According to Viall, cast members have learned to lean on each other for support. Viall found himself talking through his anxieties with fellow “Bachelor” star, Ben Higgins. He explained, “We went through it, we relate to each other and we’ll call each other especially when we’re like, ‘Man, f*** I’m struggling. I’m caught down a rabbit hole looking at s*** people are talking about me.”

Viall admitted that he always had problems with being a people-pleaser, and with trying to get everyone to like him, which he partially attributes to being one of 11 children. He confessed that according to his therapist, birth order really matters. Viall was the oldest boy, and the second oldest child.

For Viall, his people-pleasing personality made it particularly difficult to mentally process how others were viewing him, and what they were saying about him. He explained to Cooper that if you believe the positive, you also have to believe the negative; “and then you’ll go down that rabbit hole and it’s just such a toxic thing. What other people think of us is none of our business, but we’re exposed to everyone’s opinions of us.”
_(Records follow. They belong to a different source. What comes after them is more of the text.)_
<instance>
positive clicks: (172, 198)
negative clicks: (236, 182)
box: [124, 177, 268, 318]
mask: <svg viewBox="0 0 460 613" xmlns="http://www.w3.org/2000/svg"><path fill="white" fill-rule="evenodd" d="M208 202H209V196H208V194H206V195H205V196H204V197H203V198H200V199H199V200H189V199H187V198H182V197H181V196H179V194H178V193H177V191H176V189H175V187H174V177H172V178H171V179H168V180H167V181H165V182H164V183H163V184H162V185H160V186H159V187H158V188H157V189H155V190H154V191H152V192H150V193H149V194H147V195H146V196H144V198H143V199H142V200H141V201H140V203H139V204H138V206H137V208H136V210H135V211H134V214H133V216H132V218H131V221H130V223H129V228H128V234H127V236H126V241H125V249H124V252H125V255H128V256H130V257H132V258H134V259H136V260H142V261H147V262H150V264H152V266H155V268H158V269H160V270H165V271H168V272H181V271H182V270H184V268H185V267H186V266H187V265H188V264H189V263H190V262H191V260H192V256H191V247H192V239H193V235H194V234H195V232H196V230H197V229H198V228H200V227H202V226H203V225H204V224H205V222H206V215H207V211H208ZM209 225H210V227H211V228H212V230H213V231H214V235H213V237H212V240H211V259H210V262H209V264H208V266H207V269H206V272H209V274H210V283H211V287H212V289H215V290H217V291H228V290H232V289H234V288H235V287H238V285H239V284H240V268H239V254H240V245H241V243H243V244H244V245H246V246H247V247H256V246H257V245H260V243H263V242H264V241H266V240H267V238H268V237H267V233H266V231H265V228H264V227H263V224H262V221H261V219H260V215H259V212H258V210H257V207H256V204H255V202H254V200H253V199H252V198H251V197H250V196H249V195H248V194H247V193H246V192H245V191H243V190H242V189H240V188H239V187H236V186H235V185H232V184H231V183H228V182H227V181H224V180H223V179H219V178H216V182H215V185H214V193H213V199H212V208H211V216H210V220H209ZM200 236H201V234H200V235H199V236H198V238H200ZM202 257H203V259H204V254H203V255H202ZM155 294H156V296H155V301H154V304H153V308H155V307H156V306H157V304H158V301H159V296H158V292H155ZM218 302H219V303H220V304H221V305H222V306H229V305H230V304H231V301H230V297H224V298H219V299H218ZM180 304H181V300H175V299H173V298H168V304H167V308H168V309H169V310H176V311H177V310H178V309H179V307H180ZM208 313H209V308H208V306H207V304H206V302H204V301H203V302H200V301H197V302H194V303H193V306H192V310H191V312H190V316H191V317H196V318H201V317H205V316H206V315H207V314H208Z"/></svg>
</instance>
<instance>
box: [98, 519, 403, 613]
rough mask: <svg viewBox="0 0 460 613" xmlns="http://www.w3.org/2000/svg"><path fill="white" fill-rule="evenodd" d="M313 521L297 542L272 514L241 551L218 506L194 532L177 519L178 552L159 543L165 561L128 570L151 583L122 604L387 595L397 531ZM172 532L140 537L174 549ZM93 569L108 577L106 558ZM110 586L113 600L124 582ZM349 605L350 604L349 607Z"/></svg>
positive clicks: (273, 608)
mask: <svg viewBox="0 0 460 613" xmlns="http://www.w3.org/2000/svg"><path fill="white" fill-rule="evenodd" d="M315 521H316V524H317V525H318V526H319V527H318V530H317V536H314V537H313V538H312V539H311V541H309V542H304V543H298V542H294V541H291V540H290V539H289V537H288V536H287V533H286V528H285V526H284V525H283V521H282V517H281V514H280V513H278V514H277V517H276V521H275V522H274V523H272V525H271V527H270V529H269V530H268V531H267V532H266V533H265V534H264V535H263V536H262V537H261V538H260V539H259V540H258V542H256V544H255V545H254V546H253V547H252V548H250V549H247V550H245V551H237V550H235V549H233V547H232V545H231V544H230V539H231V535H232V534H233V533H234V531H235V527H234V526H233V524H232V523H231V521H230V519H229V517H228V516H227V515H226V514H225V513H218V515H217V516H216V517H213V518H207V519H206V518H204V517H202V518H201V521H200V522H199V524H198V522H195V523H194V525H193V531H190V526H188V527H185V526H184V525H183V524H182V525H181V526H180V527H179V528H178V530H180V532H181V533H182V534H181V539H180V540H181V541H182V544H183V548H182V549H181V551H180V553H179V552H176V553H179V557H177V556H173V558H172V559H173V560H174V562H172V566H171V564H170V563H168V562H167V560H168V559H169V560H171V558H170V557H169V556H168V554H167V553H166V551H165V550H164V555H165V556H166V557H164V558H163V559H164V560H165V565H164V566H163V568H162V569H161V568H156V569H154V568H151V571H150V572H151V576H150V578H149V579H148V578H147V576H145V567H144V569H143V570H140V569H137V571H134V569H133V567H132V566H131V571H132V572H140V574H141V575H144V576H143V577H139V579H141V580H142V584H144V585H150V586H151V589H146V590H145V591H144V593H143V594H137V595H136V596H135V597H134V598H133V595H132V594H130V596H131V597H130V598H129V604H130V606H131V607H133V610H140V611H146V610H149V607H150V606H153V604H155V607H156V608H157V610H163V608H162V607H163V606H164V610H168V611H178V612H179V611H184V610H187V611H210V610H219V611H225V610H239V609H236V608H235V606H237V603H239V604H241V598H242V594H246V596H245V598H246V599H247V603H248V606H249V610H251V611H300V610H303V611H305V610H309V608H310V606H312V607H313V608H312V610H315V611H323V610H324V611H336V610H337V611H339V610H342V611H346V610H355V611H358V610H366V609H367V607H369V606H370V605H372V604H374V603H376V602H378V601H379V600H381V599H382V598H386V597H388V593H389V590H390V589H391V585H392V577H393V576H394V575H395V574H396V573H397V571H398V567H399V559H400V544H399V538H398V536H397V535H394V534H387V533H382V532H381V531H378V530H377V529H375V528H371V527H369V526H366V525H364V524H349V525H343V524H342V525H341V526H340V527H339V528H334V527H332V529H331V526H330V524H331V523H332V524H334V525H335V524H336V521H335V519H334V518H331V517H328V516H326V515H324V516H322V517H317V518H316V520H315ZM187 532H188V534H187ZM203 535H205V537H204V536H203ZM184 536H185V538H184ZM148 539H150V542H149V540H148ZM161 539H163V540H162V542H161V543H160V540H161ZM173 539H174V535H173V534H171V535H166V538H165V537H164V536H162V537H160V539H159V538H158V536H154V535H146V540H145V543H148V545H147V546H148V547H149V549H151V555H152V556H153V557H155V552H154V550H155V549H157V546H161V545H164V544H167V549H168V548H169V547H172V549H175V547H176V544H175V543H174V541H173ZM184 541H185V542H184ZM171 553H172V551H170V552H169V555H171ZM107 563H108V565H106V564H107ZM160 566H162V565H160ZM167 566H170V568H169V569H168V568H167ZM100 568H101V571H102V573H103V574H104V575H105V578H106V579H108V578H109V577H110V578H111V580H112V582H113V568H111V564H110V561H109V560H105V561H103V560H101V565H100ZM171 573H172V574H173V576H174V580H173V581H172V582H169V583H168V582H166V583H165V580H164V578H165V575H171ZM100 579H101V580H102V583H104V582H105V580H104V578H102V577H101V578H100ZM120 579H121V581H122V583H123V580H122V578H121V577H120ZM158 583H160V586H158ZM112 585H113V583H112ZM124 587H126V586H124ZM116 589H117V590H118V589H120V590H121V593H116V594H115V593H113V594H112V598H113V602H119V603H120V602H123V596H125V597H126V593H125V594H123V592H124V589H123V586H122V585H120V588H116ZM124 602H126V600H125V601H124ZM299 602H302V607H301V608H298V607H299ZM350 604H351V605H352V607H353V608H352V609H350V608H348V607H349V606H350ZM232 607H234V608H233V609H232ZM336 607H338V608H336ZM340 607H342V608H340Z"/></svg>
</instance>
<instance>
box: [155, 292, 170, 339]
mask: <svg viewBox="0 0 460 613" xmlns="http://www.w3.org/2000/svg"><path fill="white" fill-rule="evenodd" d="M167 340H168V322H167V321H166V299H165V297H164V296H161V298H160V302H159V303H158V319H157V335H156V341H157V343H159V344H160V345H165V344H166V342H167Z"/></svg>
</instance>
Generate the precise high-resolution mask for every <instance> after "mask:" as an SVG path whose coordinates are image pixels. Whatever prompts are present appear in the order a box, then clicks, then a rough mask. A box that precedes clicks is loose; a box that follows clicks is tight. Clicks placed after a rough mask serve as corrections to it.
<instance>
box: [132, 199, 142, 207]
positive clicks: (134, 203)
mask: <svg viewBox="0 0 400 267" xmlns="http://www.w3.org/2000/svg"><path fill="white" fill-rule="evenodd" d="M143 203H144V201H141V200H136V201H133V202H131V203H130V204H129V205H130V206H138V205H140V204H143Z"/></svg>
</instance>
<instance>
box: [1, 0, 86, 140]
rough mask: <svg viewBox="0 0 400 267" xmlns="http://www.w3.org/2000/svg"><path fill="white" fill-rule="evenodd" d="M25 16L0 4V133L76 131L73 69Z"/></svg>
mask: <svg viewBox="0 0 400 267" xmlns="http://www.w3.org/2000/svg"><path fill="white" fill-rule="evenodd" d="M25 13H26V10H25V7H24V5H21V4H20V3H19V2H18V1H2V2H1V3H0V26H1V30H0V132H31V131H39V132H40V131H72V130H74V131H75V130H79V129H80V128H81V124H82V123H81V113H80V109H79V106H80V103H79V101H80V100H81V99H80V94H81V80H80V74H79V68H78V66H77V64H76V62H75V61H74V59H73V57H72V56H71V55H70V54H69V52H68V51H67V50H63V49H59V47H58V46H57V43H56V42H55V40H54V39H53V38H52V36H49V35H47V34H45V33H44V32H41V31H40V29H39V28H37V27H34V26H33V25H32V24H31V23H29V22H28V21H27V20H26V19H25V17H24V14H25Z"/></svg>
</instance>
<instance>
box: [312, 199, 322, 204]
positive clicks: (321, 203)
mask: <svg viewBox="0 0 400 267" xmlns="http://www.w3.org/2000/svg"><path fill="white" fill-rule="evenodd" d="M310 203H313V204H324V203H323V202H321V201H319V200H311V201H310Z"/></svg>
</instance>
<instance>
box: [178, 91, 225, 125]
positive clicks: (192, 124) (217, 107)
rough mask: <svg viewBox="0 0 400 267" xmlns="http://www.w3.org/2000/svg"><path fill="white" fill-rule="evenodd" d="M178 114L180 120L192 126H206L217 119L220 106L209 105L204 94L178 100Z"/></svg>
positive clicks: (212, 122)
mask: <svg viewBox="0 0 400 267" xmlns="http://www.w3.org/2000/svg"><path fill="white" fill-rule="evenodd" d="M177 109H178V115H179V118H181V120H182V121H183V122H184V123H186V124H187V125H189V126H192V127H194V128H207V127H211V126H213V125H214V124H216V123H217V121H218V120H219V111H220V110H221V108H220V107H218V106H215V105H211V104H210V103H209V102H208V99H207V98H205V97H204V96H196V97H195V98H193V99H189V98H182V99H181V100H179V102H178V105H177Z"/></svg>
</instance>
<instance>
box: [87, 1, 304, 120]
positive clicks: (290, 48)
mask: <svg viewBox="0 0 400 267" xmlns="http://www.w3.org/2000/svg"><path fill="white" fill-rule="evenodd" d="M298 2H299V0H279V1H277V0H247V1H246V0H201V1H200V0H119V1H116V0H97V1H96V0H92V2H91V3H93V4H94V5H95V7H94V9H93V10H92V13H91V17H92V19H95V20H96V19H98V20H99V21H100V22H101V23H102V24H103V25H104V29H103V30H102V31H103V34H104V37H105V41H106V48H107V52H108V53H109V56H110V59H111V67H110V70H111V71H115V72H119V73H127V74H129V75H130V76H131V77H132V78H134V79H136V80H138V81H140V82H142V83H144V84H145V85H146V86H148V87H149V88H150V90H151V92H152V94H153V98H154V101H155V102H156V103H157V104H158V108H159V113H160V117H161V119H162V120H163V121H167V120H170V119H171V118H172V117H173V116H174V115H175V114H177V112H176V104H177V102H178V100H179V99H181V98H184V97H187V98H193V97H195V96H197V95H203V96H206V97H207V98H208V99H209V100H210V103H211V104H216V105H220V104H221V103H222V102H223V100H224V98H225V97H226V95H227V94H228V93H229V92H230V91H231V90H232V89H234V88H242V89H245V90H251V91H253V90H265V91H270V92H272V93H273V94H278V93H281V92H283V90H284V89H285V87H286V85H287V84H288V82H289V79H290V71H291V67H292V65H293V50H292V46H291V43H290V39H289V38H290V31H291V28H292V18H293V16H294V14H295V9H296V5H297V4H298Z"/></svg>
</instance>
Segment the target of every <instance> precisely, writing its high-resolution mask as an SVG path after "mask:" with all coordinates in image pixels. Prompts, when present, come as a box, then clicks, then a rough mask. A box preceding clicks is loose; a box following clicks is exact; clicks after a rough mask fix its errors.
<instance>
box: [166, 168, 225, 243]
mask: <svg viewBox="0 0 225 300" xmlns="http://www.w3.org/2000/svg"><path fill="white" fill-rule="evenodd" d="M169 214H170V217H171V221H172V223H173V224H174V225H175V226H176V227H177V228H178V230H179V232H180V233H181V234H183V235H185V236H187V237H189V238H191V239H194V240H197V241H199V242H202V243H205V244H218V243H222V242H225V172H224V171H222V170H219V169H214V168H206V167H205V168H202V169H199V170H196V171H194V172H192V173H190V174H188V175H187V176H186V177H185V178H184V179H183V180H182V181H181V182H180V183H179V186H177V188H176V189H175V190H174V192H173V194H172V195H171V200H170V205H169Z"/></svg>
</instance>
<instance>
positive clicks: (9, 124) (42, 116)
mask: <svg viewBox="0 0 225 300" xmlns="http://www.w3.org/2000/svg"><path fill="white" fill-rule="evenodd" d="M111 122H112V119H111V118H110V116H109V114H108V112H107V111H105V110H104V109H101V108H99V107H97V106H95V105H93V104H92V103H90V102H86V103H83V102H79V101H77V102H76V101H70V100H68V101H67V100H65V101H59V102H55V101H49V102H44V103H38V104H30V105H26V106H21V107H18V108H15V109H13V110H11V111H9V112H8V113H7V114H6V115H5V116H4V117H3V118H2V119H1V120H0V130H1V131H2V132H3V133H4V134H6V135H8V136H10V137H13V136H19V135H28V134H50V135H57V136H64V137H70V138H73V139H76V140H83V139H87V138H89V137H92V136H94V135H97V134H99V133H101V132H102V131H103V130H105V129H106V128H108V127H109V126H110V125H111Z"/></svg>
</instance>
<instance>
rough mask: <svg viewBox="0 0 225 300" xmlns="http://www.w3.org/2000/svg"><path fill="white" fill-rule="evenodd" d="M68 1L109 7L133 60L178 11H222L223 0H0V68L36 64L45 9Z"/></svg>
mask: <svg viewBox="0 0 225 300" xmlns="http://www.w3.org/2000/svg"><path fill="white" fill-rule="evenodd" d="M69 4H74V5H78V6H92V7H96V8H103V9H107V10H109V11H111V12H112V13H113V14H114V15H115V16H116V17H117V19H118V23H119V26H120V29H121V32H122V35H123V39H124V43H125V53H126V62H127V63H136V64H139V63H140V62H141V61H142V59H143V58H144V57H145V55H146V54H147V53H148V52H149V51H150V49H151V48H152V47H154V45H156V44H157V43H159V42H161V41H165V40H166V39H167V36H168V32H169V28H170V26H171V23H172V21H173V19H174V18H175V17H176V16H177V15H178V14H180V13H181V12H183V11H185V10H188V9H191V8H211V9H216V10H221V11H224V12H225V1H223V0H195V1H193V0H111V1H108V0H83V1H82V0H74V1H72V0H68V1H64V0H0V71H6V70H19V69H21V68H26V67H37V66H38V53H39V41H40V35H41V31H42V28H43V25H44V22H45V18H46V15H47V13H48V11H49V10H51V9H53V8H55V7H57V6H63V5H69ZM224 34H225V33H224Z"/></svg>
How Viall Has Learned to Handle the Negativity

Viall feels lucky that he got negative criticism before he got praise because he thinks it helped him gain perspective.  He has stopped trying to prove his critics wrong because that gives him an empty feeling. “Chasing that dopamine hit of validation,” Viall asserted, makes him feel “almost hung over.”

He thinks that trying to get everyone to like you is a futile endeavor and not one that people should be pursuing anyway because “then you, at some level, are trying to adapt to everyone’s personality and you’re not really being your truest self.”

This attitude has helped him develop a “soft spot for villains…Because I’m a big believer in whether it’s on a reality TV, or in life, if everyone likes you, then you’re not authentic.” He believes that you have to be your true self in order to be happy, and if you are your true self, you are always going to have detractors because “we’re all different.” You just cannot let it bother you because you cannot control what other people think and say about you.